Bilan

L’avocat stagiaire, corvéable à merci?

Le Barreau vaudois compte 150 à 170 stagiaires pour 800 avocats inscrits: «L’esprit du temps a changé», estime le bâtonnier Me Nicolas Gillard.

L’assistance judiciaire par un stagiaire coûte 110 francs l’heure, facturés par le maître de stage. (Crédits: Getty images)

Travaillant parfois 10 heures par jour pour un salaire mensuel de 3500 francs brut durant deux ans, l’avocat stagiaire vaudois est-il exploité? Perçoit-il un salaire loin de correspondre au tarif horaire facturé au client par son patron? «Il n’est pas plus exploité que je l’étais, estime le bâtonnier des avocats vaudois, Me Nicolas Gillard. J’étais payé 1000 francs par mois et travaillais beaucoup. La première année, j’ai peu gagné. La situation s’est plutôt améliorée depuis.»

Tel l’enfant battu qui reproduit ce qu’il a subi, la situation se répèterait-elle au fil des générations? Au-delà de la caricature, c’est le nombre des candidats en constante augmentation qui pousserait parfois à une forme d’exploitation: «Chaque semaine, je reçois une demande de stage que je dois refuser», confie un avocat lausannois. Le marché est-il saturé? Le Barreau vaudois compte 150 à 170 stagiaires pour 800 avocats inscrits au tableau du Tribunal cantonal. Un avocat n’a pas le droit d’engager plus d’un stagiaire et il faut compter sept ans d’expérience pour avoir le droit de le former. «A ses débuts, le stagiaire n’est pas productif, poursuit le bâtonnier. Il n’est pas là pour faire du chiffre. Je ne peux facturer que le tiers de son temps de travail. Il y a certes des exceptions. Mais que dire de l’apprenti payé 1200 francs pendant deux ou trois ans pour apprendre son métier: se plaint-il d’être exploité?» On rétorquera que l’apprenti n’a que 16 ans, qu’il vit souvent chez ses parents, qu’il suit encore des cours et qu’il n’a pas fréquenté l’Uni.

Autre son de cloche, celui du stagiaire. Nombreux sont ceux qui confessent en aparté avoir été livrés
à eux-mêmes, bénéficiant de peu de suivi de leur travail et de leur être. Vu la rareté des places de stage, peu se plaignent ouvertement!

Me Nicolas Gillard, bâtonnier des avocats vaudois. (Crédits: Westend61  / Getty images)

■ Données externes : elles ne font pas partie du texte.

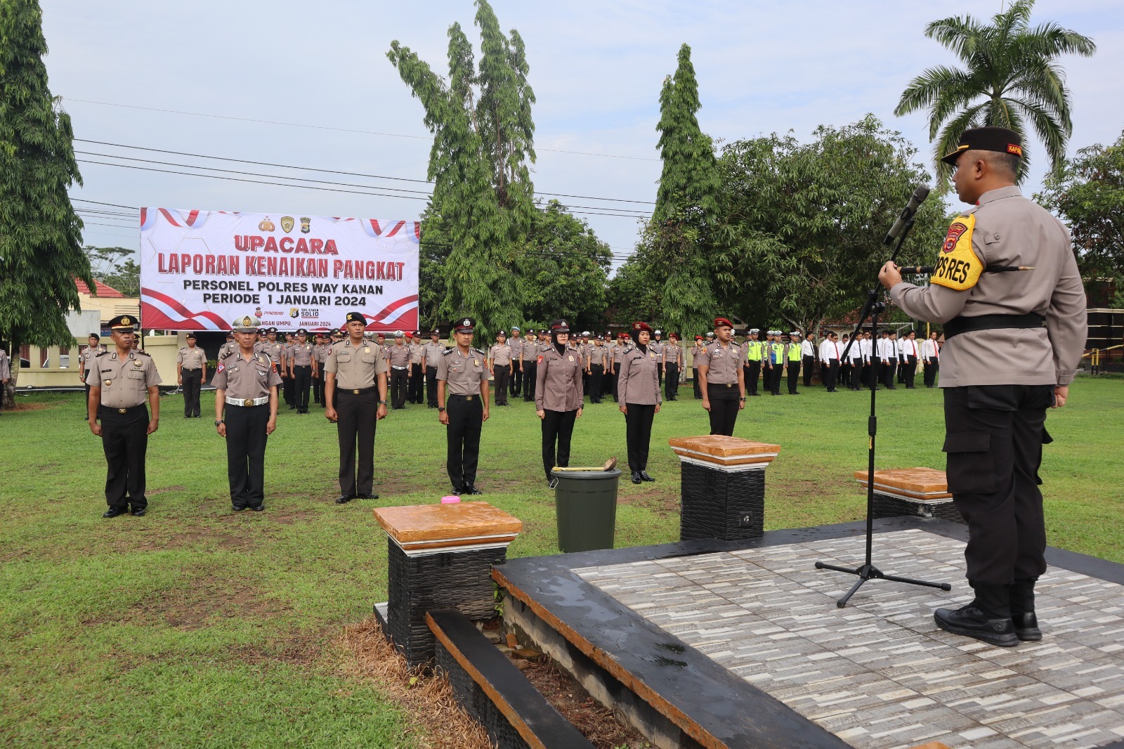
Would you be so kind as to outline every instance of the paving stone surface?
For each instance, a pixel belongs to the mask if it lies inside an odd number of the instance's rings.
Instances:
[[[1041,642],[999,648],[949,634],[939,607],[971,597],[964,544],[880,533],[874,565],[952,592],[871,580],[846,608],[862,538],[573,570],[656,626],[861,749],[953,749],[1124,740],[1124,586],[1051,568]]]

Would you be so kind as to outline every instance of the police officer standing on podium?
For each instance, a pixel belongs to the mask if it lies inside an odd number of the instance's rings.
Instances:
[[[106,504],[102,517],[129,512],[144,515],[145,453],[148,435],[160,428],[160,372],[152,357],[133,349],[135,317],[120,315],[109,321],[114,350],[94,357],[87,376],[90,399],[90,431],[101,437],[106,453]],[[145,400],[152,408],[149,417]],[[98,421],[101,421],[99,424]]]
[[[226,437],[226,472],[230,506],[265,509],[265,443],[278,425],[281,377],[265,352],[254,351],[260,321],[234,321],[238,350],[219,359],[215,379],[215,428]]]
[[[734,434],[737,412],[745,408],[744,353],[734,342],[734,324],[725,317],[714,321],[716,340],[699,353],[699,386],[703,407],[710,414],[710,434]]]
[[[437,362],[437,419],[446,426],[445,469],[454,494],[483,494],[477,488],[480,432],[488,421],[488,367],[484,352],[472,348],[475,321],[453,325],[456,342]]]
[[[1088,334],[1085,288],[1064,225],[1016,186],[1022,139],[966,130],[944,156],[972,208],[953,219],[928,287],[892,262],[879,280],[894,303],[944,328],[944,452],[949,491],[968,523],[975,599],[939,608],[937,626],[991,644],[1040,640],[1034,584],[1045,572],[1039,490],[1046,409],[1061,407]],[[985,273],[988,265],[1028,265]]]
[[[387,359],[377,344],[364,340],[362,313],[347,313],[345,325],[347,337],[333,343],[324,359],[328,401],[324,415],[336,423],[339,440],[337,505],[379,498],[374,494],[374,427],[387,416]]]

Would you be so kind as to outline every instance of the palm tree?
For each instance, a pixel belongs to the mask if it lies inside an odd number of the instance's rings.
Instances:
[[[909,83],[894,114],[928,109],[939,182],[952,172],[941,156],[955,150],[960,134],[970,127],[1009,127],[1025,141],[1030,123],[1045,144],[1051,168],[1057,171],[1064,161],[1073,125],[1066,72],[1055,61],[1067,53],[1089,56],[1097,45],[1054,22],[1031,28],[1033,7],[1034,0],[1015,0],[990,25],[953,16],[925,27],[925,36],[950,49],[964,67],[930,67]],[[1019,179],[1026,174],[1027,153],[1024,143]]]

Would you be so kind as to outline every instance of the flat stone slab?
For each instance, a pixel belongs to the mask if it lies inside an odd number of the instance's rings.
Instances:
[[[854,478],[867,486],[867,471],[855,471]],[[874,471],[874,490],[910,499],[949,499],[949,480],[935,468],[891,468]]]
[[[1043,640],[999,648],[933,621],[971,597],[962,540],[913,527],[879,533],[874,549],[883,572],[953,590],[871,580],[836,608],[854,577],[814,563],[860,565],[859,535],[572,571],[852,747],[1124,740],[1124,585],[1051,566],[1037,586]]]

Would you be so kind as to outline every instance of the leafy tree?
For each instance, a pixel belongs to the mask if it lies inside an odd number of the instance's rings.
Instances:
[[[1061,216],[1073,237],[1081,276],[1122,279],[1124,268],[1124,133],[1105,147],[1087,146],[1045,179],[1034,196]],[[1091,289],[1090,289],[1091,291]]]
[[[821,126],[812,143],[791,133],[723,150],[715,287],[755,326],[813,330],[862,306],[889,259],[882,237],[918,183],[917,151],[873,116]],[[922,204],[900,264],[928,262],[944,236],[940,200]]]
[[[527,168],[534,160],[534,93],[522,38],[500,31],[486,0],[475,4],[482,39],[479,71],[460,24],[448,29],[447,81],[397,40],[387,56],[422,101],[425,125],[434,134],[428,213],[452,245],[438,312],[446,318],[475,317],[480,334],[490,340],[519,317],[515,278],[505,265],[513,247],[524,242],[534,214]],[[424,224],[423,236],[428,238],[430,228]]]
[[[676,331],[707,330],[716,312],[707,255],[720,189],[714,142],[699,128],[698,81],[691,48],[679,48],[679,66],[660,92],[659,150],[663,160],[652,222],[641,244],[665,279],[663,324]]]
[[[17,346],[73,343],[74,279],[93,286],[66,195],[82,182],[74,133],[47,87],[46,52],[39,3],[0,2],[0,339]]]
[[[133,260],[133,250],[87,245],[82,251],[96,279],[127,297],[140,296],[140,265]]]
[[[963,67],[924,71],[901,93],[894,114],[928,109],[928,137],[935,141],[934,165],[942,184],[952,171],[941,156],[955,150],[960,134],[970,127],[1008,127],[1024,136],[1033,128],[1051,166],[1061,166],[1073,126],[1066,74],[1057,58],[1087,57],[1097,47],[1089,37],[1054,22],[1032,28],[1033,8],[1034,0],[1015,0],[990,24],[953,16],[925,27],[925,36],[955,54]],[[1027,155],[1024,138],[1021,177],[1030,164]]]

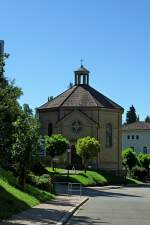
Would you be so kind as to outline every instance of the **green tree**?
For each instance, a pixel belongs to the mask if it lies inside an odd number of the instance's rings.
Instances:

Jusqu’à 70% d’échec lors de l’examen de fin de stage

Pas question de plaider seul au Tribunal correctionnel, sauf autorisation express du prévenu. La procédure vaudoise a changé. Avant l’entrée en vigueur du nouveau Code de procédure pénale fédérale en 2011, le stagiaire avait le droit d’exercer le rôle de défenseur d’office: «Ce n’est plus le cas. Pour moi, c’est une perte», estime Me Gillard. En revanche, il peut soutenir l’audition contradictoire d’un prévenu. Le code de procédure veut que tout prévenu a le droit d’être assisté d’un avocat dès sa première audition. Le tarif de base est de 110 francs l’heure pour l’assistance judiciaire par un stagiaire. Le montant finit dans la poche du maître de stage, même si c’est le stagiaire qui a principalement effectué le travail.

Vaud compte-t-il trop d’avocats? Chaque canton applique ses règles. Genève a instauré un semestre d’école d’avocature à l’Uni. Mais c’est au niveau de l’examen de fin de stage que se joue la différence. Dans le canton de Vaud, le taux d’échec est de 40%, Fribourg jusqu’à 70%, et le Valais atteint les 50%. «Le métier d’avocat est en mutation, concède Me Gillard. Dans les années 1980 à 1990, l’immense majorité voulait embrasser la profession d’avocat et plaider au tribunal. Aujourd’hui, beaucoup veulent obtenir le brevet comme un papier supplémentaire. Pour travailler comme juriste dans une grande entreprise ou avoir accès à la magistrature comme juge.»

La féminisation de la profession entraîne aussi des conséquences sur la carrière. Le Barreau vaudois comptabilise 35% de femmes. Elles veulent souvent un horaire plus souple. Mais les hommes aussi. Les jeunes avocats ne souhaitent plus être taillables et corvéables à merci. Ils aspirent souvent à une meilleure qualité de vie.